Dass sie fast daneben gestanden war, als den armen Bauern der Schlag getroffen hatte, das setzte ihr doch zu, gerade weil sie das Ereignis wie alle hier so völlig unerwartet getroffen hatte.
Die Bäuerin tat ihr leid, denn für sie musste nun eine Welt zusammengebrochen sein.
Am Tor angekommen trennten sich ihre Wege wieder, doch hielt Isolda die Heilerin noch einmal zurück.
»Wie kann denn so etwas einfach so passieren?«
»Warum, das weiss ich nicht«, antwortete diese mit einem traurigen Gesichtsausdruck. »Es passiert immer wieder einfach so, dass einen der Schlag trifft, ohne Vorwarnung.
Vor allem in dem Alter, in dem der Bauer schon war, ist das leider nichts Ungewöhnliches. Das hätte ihm genauso gut bei der Arbeit auf dem Feld oder nachts daheim im Bett ereilen können.«
Isolda nickte und die Heilerin machte einen Knicks, um sich zu verabschieden.
So nahm die Prinzessin die Zügel ihres Pferdes in die Hand um es in den Stall zu führen.
Kapitel 5
oder der 5. Tag im Adventskalender
Hinter sich hörte Isolda das Schlagen der Hufe von Pferden auf dem Pflaster des Schlosshofes, als sie ihr Pferd in den Stall führte.

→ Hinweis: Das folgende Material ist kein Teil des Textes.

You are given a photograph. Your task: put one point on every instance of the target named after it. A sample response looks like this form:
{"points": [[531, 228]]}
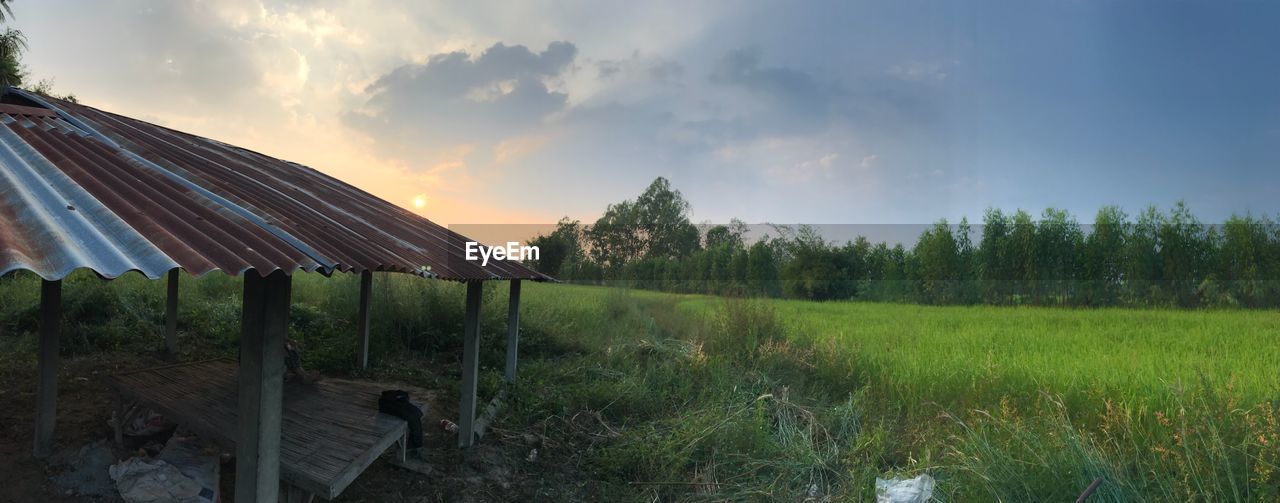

Erst dachte sie, dass die Ritter, die die arme Bäuerin nach Hause bringen wollten, wieder zurück wären, doch als sie an der Stalltür stehen blieb und zurück schaute, erkannte sie die drei Ritter wieder, die in der Früh kurz vor ihr losgeritten waren.
Sie steuerten ebenfalls den Stall an, stiegen davor ab und grüssten höflich die Prinzessin.
Sie grüsste zurück und führte dann ihr Pferd hinein in den Stall, um den Rittern nicht am Ende noch mitten in der Stalltür im Wege zu stehen.
Der gewohnte Geruch hier im Stall, nach Pferden und Heu tat ihr irgendwie gut und holte sie langsam wieder in die Wirklichkeit zurück, aus der sie durch das Ereignis gerade herausgerissen worden war.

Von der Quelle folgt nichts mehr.